[FFmpeg-devel] [PATCH] Split reading and decoding of blocks in ALS

Thu Nov 26 10:40:56 CET 2009

Michael Niedermayer schrieb:
> On Wed, Nov 25, 2009 at 01:26:57PM +0100, Thilo Borgmann wrote:
>> Michael Niedermayer schrieb:
>>> On Mon, Nov 23, 2009 at 06:24:00PM -0500, Justin Ruggles wrote:
>>>> Thilo Borgmann wrote:
>>>>
>>>>> Michael Niedermayer schrieb:
>>>>>> On Mon, Nov 23, 2009 at 11:28:35AM +0100, Thilo Borgmann wrote:
>>>>>>> Michael Niedermayer schrieb:
>>>>>>>> On Sat, Nov 14, 2009 at 02:15:30PM +0100, Thilo Borgmann wrote:
>>>>>>>>> Hi,
>>>>>>>>>
>>>>>>>>> in order to support multi-channel correlation, reading and decoding of a
>>>>>>>>> block has to be separated. This patch introduces ALSBockData struct for
>>>>>>>>> that purpose.
>>>>>>>> [...]
>>>>>>>>> +/** Decodes the block data for a constant block
>>>>>>>>> + */
>>>>>>>>> +static void decode_const_block_data(ALSDecContext *ctx, ALSBlockData *bd)
>>>>>>>>> +{
>>>>>>>>> +    int smp;
>>>>>>>>> +
>>>>>>>>>      // write raw samples into buffer
>>>>>>>>> -    for (k = 0; k < block_length; k++)
>>>>>>>>> -        raw_samples[k] = const_val;
>>>>>>>>> +    for (smp = 0; smp < bd->block_length; smp++)

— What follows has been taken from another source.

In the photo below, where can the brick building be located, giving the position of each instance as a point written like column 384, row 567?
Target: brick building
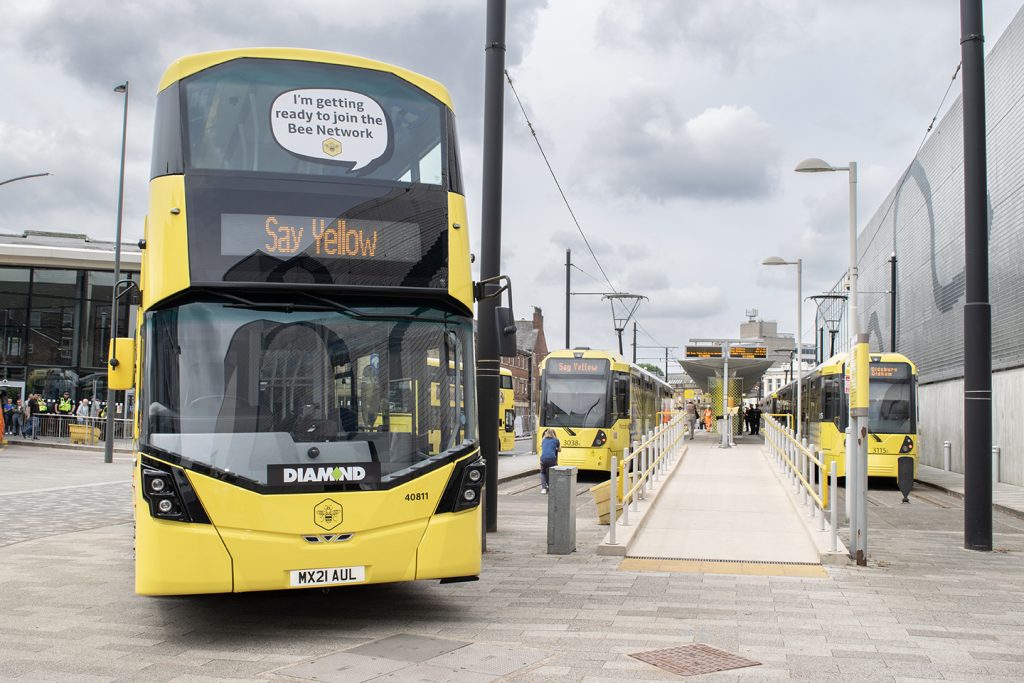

>>>>>>>>> +        bd->raw_samples[smp] = bd->const_val;
>>>>>>>>>  }
>>>>>>>> memset32(dst, val, len){
>>>>>>>> }
>>>>>>>> would possibly be faster due to not doing bd-> in the loop
>>>>>>> Ok will do...
>>>>>>>
>>>>>>>
>>>>>>>> [...]
>>>>>>>>> @@ -553,115 +579,132 @@
>>>>>>>>>      }
>>>>>>>>>  
>>>>>>>>>      if (get_bits1(gb))
>>>>>>>>> -        *shift_lsbs = get_bits(gb, 4) + 1;
>>>>>>>>> +        bd->shift_lsbs = get_bits(gb, 4) + 1;
>>>>>>>>>  
>>>>>>>>> -    store_prev_samples = (*js_blocks && raw_other) || *shift_lsbs;
>>>>>>>>> +    bd->store_prev_samples = (bd->js_blocks && bd->raw_other) || bd->shift_lsbs;
>>>>>>>>>  
>>>>>>>>> -
>>>>>>>>>      if (!sconf->rlslms) {
>>>>>>>>>          if (sconf->adapt_order) {
>>>>>>>>> -            int opt_order_length = av_ceil_log2(av_clip((block_length >> 3) - 1,
>>>>>>>>> +            int opt_order_length = av_ceil_log2(av_clip((bd->block_length >> 3) - 1,
>>>>>>>>>                                                  2, sconf->max_order + 1));
>>>>>>>>> -            opt_order            = get_bits(gb, opt_order_length);
>>>>>>>>> +            bd->opt_order        = get_bits(gb, opt_order_length);
>>>>>>>>>          } else {
>>>>>>>>> -            opt_order = sconf->max_order;
>>>>>>>>> +            bd->opt_order = sconf->max_order;
>>>>>>>>>          }
>>>>>>>>>  
>>>>>>>>> -        if (opt_order) {
>>>>>>>>> +        if (bd->opt_order) {
>>>>>>>>>              int add_base;
>>>>>>>>>  
>>>>>>>>>              if (sconf->coef_table == 3) {
>>>>>>>>>                  add_base = 0x7F;
>>>>>>>>>  
>>>>>>>>>                  // read coefficient 0
>>>>>>>>> -                quant_cof[0] = 32 * parcor_scaled_values[get_bits(gb, 7)];
>>>>>>>>> +                bd->quant_cof[0] = 32 * parcor_scaled_values[get_bits(gb, 7)];
>>>>>>>>>  
>>>>>>>>>                  // read coefficient 1
>>>>>>>>> -                if (opt_order > 1)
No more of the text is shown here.